Anyone new to prospect development can register for the program to learn the fundamentals from experts representing universities, healthcare, cause-related organizations, and more via eight online educational modules. Then, on February 28, you'll join us in Chicago to learn from three seasoned veterans who will guide you through a day of networking and interactive learning.
We spoke with these three speakers, Anne Brownlee (director of prospect research, New York University), Andillon Hackney (director of prospect management and research, UC San Diego), and Janet Weimar (associate director of prospect management – health sciences/health care philanthropy, University of Iowa Center for Advancement), to hear what they have in store for this year's program, and why it's a must-attend for anyone new to prospect development.
Read on for the full interview, then register for NRS.
Q: What are some of the topics you’ll be covering during the in-person event? Any highlights you can share?
We’ve tried to make the content for the in-person event largely interactive, so that attendees are not only learning from us but also learning from their NRS peers and in ways that are informative, but also fun. In addition, all NRS content, including the in-person content, is intended to provide insight on a variety of concepts within prospect development so that every attendee leaves NRS feeling like they’ve learned something that will make their work better. The highlight of NRS, always, is the opportunity to bring together new researchers for a concentrated day of learning that allows them to start to build, in person, a network of colleagues they can reach out to and share ideas with in the future.
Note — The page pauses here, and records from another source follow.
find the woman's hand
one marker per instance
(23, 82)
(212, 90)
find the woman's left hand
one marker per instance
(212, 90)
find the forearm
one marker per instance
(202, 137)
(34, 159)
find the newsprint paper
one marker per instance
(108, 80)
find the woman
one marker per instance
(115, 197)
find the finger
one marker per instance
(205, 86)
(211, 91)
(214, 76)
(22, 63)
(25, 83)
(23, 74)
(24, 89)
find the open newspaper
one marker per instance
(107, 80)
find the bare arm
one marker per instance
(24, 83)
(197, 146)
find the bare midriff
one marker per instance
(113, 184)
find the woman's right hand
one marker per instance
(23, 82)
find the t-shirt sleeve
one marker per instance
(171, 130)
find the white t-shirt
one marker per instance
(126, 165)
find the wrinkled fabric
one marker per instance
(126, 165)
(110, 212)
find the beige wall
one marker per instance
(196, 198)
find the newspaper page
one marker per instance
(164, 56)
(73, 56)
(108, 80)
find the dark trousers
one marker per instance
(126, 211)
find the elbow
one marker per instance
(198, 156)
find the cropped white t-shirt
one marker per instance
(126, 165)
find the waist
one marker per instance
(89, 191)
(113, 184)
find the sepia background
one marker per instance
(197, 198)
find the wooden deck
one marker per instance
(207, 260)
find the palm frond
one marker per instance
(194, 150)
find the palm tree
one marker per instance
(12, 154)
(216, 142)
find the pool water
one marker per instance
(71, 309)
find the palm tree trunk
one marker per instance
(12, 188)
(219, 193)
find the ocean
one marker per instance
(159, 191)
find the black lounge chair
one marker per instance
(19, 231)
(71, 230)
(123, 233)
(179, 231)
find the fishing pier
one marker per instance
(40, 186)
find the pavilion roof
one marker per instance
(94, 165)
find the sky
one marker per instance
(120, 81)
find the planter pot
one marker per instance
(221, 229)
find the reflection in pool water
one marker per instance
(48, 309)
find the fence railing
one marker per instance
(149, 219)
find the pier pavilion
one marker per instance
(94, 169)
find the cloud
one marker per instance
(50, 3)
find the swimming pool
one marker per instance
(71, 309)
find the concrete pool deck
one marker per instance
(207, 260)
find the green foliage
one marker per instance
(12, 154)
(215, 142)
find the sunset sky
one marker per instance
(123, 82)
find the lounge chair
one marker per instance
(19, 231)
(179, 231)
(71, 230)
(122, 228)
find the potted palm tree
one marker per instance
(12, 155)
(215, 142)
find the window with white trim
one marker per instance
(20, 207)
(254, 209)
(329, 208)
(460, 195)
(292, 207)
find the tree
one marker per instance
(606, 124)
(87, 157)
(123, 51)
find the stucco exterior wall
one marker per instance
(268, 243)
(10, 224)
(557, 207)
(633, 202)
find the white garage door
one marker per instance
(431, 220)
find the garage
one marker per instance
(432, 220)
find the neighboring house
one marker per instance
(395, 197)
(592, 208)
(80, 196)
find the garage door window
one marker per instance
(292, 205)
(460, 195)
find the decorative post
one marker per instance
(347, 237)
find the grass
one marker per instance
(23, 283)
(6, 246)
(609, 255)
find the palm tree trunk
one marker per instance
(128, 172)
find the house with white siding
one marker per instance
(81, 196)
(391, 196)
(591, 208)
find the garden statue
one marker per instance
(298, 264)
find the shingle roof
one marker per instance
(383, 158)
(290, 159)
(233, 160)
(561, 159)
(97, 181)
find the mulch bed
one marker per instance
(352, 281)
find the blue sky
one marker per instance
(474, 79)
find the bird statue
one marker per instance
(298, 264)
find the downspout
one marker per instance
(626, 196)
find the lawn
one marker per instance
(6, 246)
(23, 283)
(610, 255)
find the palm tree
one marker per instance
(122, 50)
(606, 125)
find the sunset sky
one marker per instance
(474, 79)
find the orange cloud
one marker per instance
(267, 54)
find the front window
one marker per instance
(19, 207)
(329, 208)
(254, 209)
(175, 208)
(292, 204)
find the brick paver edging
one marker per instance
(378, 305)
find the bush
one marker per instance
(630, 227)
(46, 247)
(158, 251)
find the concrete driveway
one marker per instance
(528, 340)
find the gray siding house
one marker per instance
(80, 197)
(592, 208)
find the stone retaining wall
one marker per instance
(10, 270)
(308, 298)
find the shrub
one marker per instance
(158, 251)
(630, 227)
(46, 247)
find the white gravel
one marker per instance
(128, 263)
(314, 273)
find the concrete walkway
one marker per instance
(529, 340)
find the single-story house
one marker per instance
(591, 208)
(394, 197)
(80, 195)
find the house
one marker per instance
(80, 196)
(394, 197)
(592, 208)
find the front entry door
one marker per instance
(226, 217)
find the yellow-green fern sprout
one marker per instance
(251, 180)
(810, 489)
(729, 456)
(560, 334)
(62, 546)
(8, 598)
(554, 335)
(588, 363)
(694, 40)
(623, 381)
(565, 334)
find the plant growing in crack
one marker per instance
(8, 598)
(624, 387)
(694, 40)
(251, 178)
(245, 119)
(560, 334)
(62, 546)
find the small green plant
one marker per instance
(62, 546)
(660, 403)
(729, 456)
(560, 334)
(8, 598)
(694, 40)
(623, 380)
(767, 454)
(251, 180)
Q: What are you most excited about for the upcoming NRS?
I truly do believe we have the best job in fundraising, so I’m always excited to teach NRS because it gives me the opportunity to share this awesome job with people who are just getting started in the field. I like, too, that NRS provides a safe space for people to ask questions. As instructors, we get to see those light bulb moments where a person learns something new that sparks a curiosity in their own thinking about the profession and then they ask questions that get the whole group thinking, and that is exciting.
Q: Why is it important that those new to prospect development receive the type of training they’ll get from NRS?
If you are only learning your job in-house, it can be very easy to get a siloed vision of what that job is. Attending NRS provides new researchers with the opportunity to explore what prospect research can be and gain insight on best practices on what others are doing in the field, then couple that knowledge with their own on-the-job training to make them invaluable at work.
Q: What is one thing you wish you would have known when you were first starting out in prospect development?
I wish I’d known the magic formula for what defines a good prospect. It is simple, painfully simple, in fact, but when I saw the formula up on the big screen at a training a couple of years into my work as a researcher, it was just this fabulous aha moment of “right, that’s what I’ve been doing.” It changed my life.
Q: Is there anything else you’d like to add?
The NRS is essential for new researchers as a base, a place to start. There’s no university that teaches this course, so the only place to get it is Apra.